11) “ Tríptico a Solo “, pág.10, Maria estela Guedes, Escrituras São Paulo, 2007

12) ibidem, pág. 16

13) ibidem, pág. 230

14) Fernando Pessoa, “ Mensagem “, poema “ Ulisses “, no Jornal de Poesia: http://www.revista.agulha.nom.br/fpesso02.html

Luís Costa nasce a 17 de Abril de 1964 em Carregal do Sal, distrito de Viseu. É aí que passa a maior parte da sua juventude. Com a idade de 7 anos tem o seu primeiro contacto com a poesia, por meio de  Antero de quental, poeta/ filósofo, pelo qual nutre um amor de irmão espiritual. A partir dai não mais parou de escrever.

Depois de passar três anos  num internato católico, em Viseu, desencantado com a vida e com o sistema de ensino, resolve abandonar o liceu.
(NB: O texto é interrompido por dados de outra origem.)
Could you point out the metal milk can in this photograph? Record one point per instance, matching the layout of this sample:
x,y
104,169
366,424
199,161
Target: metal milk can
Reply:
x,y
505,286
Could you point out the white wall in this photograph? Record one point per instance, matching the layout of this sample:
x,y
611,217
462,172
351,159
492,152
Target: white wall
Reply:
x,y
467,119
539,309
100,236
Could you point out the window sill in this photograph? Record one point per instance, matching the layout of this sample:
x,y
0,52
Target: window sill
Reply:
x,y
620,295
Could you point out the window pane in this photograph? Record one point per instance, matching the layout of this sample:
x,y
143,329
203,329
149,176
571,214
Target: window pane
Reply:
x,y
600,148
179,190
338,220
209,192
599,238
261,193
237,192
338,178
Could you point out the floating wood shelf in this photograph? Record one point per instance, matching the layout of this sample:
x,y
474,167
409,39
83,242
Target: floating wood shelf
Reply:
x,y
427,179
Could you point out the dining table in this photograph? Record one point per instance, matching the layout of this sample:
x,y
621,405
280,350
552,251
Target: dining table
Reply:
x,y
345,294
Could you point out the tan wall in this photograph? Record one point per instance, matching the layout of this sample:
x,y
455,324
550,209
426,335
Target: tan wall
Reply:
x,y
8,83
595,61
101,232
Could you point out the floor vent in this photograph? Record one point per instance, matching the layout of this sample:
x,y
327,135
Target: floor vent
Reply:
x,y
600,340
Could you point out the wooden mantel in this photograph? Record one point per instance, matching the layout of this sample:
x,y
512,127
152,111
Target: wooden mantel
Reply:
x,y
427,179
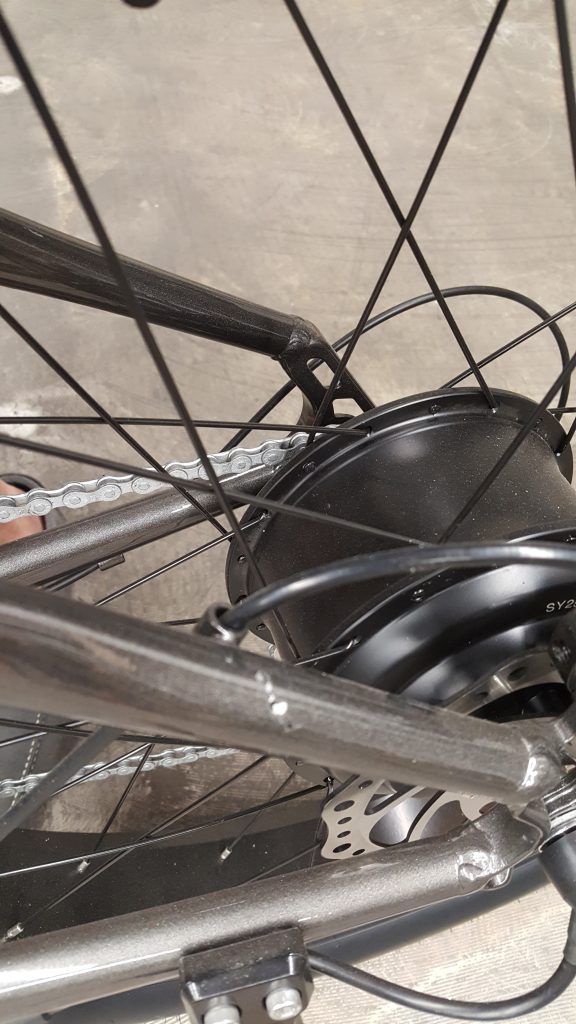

No entanto nunca abandona o estudo.  Aprende autodidacticamente o Alemão, aprofunda os seus conhecimentos de Francês, bem como alguns princípios da língua latina. Lê, lê sem descanso: os surrealistas, a Geração de 27, Mário de Sá-Carneiro, Beckett, E. M. Cioran, Krolow, Homero, Goethe, Hölderlin, Schiller, Cesariny, Kafke e por aí adiante. Dedica-se também, ferverosamente, ao estudo da filosofia, mas uma filosofia viva. Lê os clássicos, mas ama, sobretudo, o poeta/ filósofo Nietzsche, o qual lera pela primeira vez com a idade de 16 anos : "A Origem da Tragédia" e o existencialista Karl Jaspers.

Mais tarde abandona Portugal rumo à Alemanha, pais onde se encontra hoje radicado.